History of coconut (Cocos nucifera L.) in Mexico: 1539–1810
- Cite this article as:
- Zizumbo-Villarreal, D. Genet Resour Crop Evol (1996) 43: 505. doi:10.1007/BF00138827
- 260 Downloads
The genetic diversity of coconut palm in Mexico has arisen from introductions carried out during the Spanish colonial period (1539–1810). The interest of estimating the extent and origin of the genetic diversity motivated the investigation of sites, dates and origins of the introductions, the initial areas of production, the economic importance of the cultivation and its diffusion during the colonial era.

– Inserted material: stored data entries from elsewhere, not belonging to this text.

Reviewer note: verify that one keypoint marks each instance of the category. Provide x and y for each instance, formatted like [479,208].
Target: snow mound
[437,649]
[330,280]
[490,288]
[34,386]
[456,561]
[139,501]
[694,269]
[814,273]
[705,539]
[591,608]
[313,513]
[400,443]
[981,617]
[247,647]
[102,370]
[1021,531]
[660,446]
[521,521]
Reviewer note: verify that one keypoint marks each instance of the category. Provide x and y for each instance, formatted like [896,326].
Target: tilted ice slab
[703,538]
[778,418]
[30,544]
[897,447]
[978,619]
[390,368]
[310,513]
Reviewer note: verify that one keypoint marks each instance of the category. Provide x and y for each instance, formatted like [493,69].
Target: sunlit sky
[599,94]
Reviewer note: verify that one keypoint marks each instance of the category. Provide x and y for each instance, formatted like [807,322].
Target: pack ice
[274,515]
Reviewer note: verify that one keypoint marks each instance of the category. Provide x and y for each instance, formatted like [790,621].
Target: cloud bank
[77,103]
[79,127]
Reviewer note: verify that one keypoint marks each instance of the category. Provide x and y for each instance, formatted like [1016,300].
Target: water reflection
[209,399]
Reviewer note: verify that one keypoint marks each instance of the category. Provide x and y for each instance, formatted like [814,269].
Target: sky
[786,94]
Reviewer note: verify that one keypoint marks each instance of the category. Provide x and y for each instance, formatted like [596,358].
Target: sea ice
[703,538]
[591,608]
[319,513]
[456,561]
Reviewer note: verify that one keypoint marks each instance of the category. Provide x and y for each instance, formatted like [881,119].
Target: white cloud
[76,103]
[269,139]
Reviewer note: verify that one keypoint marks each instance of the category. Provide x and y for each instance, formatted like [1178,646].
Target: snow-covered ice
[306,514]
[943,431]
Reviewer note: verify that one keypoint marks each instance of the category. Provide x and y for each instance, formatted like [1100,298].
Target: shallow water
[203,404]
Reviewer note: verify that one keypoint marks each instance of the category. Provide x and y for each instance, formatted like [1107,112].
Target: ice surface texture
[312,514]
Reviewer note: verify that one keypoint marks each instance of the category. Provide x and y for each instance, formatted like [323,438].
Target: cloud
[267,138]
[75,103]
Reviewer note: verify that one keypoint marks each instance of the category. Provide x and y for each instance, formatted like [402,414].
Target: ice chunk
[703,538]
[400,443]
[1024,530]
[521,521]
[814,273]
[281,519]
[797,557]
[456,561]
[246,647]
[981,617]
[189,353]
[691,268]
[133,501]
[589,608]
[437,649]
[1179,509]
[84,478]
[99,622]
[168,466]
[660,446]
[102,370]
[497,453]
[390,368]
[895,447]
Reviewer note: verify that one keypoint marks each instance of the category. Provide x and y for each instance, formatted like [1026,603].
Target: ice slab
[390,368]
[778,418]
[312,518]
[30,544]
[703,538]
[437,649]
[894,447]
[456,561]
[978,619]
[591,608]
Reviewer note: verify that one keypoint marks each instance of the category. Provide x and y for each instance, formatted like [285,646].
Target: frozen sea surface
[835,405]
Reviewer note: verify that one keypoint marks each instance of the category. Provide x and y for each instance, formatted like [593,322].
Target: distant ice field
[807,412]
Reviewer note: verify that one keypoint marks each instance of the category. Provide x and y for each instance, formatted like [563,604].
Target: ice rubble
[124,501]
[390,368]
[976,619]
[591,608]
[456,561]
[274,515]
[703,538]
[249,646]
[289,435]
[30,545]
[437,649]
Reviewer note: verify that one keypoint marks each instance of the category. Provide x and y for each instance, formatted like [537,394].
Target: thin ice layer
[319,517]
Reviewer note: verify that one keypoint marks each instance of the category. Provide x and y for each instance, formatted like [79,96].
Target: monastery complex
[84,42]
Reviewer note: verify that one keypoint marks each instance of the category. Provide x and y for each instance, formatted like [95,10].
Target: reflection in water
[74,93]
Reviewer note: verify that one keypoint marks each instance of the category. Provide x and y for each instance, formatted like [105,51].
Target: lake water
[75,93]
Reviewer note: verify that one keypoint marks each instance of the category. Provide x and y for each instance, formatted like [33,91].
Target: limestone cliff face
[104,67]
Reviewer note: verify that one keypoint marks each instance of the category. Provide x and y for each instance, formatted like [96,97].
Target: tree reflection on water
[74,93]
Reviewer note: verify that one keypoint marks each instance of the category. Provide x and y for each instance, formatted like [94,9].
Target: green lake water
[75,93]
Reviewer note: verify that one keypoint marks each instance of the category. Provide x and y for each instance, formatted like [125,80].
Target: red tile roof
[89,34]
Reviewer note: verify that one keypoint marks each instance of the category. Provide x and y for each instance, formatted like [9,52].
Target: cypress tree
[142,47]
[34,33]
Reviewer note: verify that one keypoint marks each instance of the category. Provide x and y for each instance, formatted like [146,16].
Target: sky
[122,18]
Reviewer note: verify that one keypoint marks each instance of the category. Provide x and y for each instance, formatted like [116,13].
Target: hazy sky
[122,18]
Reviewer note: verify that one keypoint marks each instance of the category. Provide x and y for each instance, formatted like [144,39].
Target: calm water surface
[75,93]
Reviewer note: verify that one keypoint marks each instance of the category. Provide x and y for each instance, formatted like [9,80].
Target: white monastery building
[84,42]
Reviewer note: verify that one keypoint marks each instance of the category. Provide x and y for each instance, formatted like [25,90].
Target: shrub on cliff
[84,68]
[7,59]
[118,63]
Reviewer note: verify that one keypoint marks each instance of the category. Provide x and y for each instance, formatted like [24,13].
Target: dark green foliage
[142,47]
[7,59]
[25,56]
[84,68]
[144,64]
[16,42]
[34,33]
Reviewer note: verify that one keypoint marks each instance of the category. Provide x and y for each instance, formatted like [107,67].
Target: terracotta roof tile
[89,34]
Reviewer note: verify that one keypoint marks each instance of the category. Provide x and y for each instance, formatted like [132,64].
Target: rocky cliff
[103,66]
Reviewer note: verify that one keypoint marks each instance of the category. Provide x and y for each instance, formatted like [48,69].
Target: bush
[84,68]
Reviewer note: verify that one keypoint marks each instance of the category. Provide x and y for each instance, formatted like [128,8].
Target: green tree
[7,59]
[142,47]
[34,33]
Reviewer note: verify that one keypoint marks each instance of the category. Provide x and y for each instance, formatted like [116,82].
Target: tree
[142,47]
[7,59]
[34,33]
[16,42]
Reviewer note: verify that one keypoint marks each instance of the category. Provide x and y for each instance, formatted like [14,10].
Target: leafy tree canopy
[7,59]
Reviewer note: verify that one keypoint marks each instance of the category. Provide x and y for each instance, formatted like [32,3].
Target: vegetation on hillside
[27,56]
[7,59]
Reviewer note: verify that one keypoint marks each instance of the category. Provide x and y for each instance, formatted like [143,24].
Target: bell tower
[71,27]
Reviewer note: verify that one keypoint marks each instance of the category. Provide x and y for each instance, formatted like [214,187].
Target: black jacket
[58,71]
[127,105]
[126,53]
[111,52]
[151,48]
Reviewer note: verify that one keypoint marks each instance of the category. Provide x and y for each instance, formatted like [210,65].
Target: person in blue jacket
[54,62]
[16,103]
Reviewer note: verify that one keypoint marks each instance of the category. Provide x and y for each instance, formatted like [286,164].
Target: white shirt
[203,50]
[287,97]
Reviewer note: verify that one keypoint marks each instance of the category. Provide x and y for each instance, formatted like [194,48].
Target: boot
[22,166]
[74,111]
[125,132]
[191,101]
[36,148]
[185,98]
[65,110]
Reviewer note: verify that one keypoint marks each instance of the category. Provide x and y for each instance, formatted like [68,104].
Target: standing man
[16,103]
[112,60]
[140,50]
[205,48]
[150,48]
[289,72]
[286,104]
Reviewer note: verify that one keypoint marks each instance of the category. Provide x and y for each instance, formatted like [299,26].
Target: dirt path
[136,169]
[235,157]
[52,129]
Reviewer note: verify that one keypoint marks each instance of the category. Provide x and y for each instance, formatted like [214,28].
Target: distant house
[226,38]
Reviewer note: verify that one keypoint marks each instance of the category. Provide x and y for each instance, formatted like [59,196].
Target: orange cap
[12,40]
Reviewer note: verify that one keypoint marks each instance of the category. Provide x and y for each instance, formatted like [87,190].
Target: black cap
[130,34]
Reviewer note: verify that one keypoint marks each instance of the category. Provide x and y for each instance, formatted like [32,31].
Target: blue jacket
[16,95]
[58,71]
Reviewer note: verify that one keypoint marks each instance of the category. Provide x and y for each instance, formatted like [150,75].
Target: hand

Historical records indicate that the first introductions to the Atlantic coast were through the ports of Veracruz and Campeche around 1549 and originated from Cape Verde (West Africa) and the Caribbean islands. Introductions to the west coast were carried out through the ports of Colima and Acapulco and originated from Panama around 1539, from the Solomon Islands around 1569 and from the Philippines from 1571 onwards. Coconut was present in the west coast of Panama in pre-Columbian times, but its origin and introduction date is unknown. Commercial plantations of economic importance were established on the west coast stimulating further introductions and a wider diffusion of the plant during the 16th and 17th centuries. This diffusion may have brought about genetic flow between ecotypes from different origins. No commercial plantations were established on the east coast during the 16th and 17th centuries. Prohibitions of the cultivation of this plant brought about a halt in development on the west coast during the 18th century. This historical knowledge has enabled us to select key sites in which to gather samples to establish germplasm collections.